Another control that has an impact on the photos is white balance, but many users do not understand it or use it. It is related to color temperature that measures the quality of light source. It depends on the ratio of the amount of blue light to that of red light, while the green light is ignored. Setting an inappropriate white balance will cause a color shift in the image resulting in bluish, yellowish and reddish effects in the images.
High-End Smartphone Cameras
These days, smartphones cameras have started advancing and the revolution debuted with the Nokia PureView camera technology incorporating a 41 MP sensor on board. Later, Samsung announced the launch of camera centric Zoom series incorporating a 16 MP sensor at its back. But, HTC made a complete innovation with its UltraPixel camera technology. The company’s flagship models launched in 2012 and 2013 – HTC One M7 and One M8 use 4 MP UltraPixel cameras that are impressive.
HTC UtraPixel Camera
The UltraPixel camera technology is an advanced imaging technology that provides a great leap in the world of imaging. This technology improves the quality of images and videos captured using the cameras. It appears like HTC has focused on the photo quality largely with big pixel sizes instead of pixel count.

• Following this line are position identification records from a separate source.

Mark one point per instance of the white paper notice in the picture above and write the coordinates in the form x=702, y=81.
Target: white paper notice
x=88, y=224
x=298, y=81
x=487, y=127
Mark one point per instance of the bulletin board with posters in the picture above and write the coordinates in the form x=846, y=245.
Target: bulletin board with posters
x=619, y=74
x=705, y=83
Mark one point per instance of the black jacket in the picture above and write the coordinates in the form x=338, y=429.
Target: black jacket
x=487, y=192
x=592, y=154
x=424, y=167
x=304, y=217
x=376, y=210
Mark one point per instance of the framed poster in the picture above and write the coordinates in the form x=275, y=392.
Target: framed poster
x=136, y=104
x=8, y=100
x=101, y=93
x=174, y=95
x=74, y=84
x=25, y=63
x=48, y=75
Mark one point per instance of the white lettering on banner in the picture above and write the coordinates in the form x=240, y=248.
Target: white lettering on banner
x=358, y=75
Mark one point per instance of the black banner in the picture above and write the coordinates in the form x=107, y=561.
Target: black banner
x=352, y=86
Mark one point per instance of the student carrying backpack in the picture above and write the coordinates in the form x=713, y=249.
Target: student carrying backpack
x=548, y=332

In simple words, the sensor size on HTC One smartphones is equivalent to that found on usual 8 MP or 13 MP cameras, but the UltraPixels are pretty larger than the normal pixels and they occupy more room on the sensor. This is the reason for the UltraPixel cameras to boast low resolution of 4 MP, but the quality of these few pixels is higher.
Such larger pixels capture ample amount of details on each photo and hence, the snaps captured by the HTC UltraPixel camera look stunning when viewed on a HDTV or a monitor. Being larger, the pixels in the UltraPixel camera capturers up to 300 percent more light than 13 MP cameras. Also, the camera has f/2.2 aperture that allows in 44 percent more light than the iSight camera in the iPhone 5.
From the concepts elaborated above, it is clear that a camera has to incorporate a large sensor to capture better pictures. But, such large sensors are pretty expensive and require large real estate. In case of smartphones, the handsets cannot use large sensors as that will create an added bulge at the back making it difficult to carry the device around. For instance, the Nokia 808 PureView incorporates a 41 MP rear snapper and it features a hump at the back to house the sensor. This additional bulge will spoil the USP of the smartphones making them bulky and heavy. Hence, the smartphones cannot feature such advanced cameras as the DSLR cameras.
So now you know that the mere MP count in the spec-sheet doesn’t reveal much. The Camera quality depends on its ability to capture ample light even under low light conditions so as to accurately duplicate surrounding colors. Apple and Nokia have managed to work wonders with their 8 MP camera modules and Domestic branded phones like Xolo Q1010i and Lava Iris 504Q+ tend to do things differently by focusing beyond MP count.